= Loi pour l'investissement locatif (Loi Robien) =

The Robien Package (French: Dispositif Robien), also known as the Loi pour l'investissement locatif (English: Law for Real Estate Investment) was a measure created by the law 2003-590 on 2 July 2003 to support the creation of urban rental properties. It replaced the Besson Project (Dispositif Besson) of 1999 (not to be confused with the Besson Law of 1990 (See: :fr:Loi visant à la mise en œuvre du droit au logement)), itself the successor of the Périssol amortization that was put into place in 1996. It has since been phased out and has been replaced by the :fr:Dispositif Scellier in 2008.

The Robien Package effectively increased the number of urban new constructions, especially in certain medium-sized cities. Named after the politician Gilles de Robien (UMP-UDF) and enacted under the Raffarin government, the law established a project to introduce fiscal benefits to investors owning rental properties meeting certain criteria and certain policyholders of the Société civile de placement immobilier.

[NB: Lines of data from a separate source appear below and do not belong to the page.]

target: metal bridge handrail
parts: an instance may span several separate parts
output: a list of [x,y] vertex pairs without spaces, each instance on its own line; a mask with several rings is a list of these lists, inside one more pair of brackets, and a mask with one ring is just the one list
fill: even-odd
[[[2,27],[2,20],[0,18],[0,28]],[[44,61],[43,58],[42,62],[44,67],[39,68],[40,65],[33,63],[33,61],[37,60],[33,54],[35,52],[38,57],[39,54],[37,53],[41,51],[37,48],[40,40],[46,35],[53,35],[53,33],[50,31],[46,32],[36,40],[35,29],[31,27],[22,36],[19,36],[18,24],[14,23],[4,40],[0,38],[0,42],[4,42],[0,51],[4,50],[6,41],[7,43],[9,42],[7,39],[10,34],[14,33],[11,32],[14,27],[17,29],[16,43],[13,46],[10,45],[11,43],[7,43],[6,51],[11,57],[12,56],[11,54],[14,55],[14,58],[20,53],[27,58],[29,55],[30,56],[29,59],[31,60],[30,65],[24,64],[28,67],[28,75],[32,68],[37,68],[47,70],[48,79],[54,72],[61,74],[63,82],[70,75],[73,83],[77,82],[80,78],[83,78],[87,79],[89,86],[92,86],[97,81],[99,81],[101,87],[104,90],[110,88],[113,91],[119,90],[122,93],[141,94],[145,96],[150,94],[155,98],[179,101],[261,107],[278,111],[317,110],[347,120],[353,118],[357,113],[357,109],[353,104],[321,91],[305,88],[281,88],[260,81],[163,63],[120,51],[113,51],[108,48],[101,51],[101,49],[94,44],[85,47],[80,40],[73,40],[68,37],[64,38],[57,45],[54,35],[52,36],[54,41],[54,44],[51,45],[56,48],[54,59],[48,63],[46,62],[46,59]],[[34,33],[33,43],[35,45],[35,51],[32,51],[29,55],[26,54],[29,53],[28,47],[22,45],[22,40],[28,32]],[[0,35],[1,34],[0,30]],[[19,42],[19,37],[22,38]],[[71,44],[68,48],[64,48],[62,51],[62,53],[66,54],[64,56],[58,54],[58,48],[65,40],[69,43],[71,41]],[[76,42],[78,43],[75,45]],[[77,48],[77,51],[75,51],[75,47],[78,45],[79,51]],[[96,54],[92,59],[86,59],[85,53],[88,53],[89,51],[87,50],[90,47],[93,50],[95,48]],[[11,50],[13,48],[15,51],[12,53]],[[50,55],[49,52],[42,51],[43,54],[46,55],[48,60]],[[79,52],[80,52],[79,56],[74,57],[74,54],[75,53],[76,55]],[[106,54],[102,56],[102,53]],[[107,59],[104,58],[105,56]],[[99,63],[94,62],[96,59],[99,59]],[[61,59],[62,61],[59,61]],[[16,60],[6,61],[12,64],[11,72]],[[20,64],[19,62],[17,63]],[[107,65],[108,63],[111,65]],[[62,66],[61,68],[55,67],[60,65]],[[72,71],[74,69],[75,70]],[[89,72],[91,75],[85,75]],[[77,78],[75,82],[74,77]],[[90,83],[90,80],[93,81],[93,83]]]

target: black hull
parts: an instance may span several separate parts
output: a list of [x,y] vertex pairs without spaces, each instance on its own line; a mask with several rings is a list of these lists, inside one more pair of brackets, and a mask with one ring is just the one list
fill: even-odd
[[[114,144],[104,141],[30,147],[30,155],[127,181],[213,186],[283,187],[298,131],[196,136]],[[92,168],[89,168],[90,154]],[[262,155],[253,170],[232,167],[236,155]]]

The project received some criticism, not least for giving incentive for some private investors, particularly those with little experience, to purchase real estate from unscrupulous real estate developers and in areas under construction in smaller cities where the rental market became quickly saturated. Consequentially, the investors were unable to benefit from the financial benefits of the law as they were unable to rent them out for the duration expected by the project. According to the 2008 report of Jean-Yves Le Bouillonec (MP), some Robien rentals were among the most expensive in medium-sized cities, for example in Angers, where the average rental price of a 65 m^{2} apartment was €361 in 2007 compared to €924 of its Robien equivalent. The project had an annual cost a total of €400 million.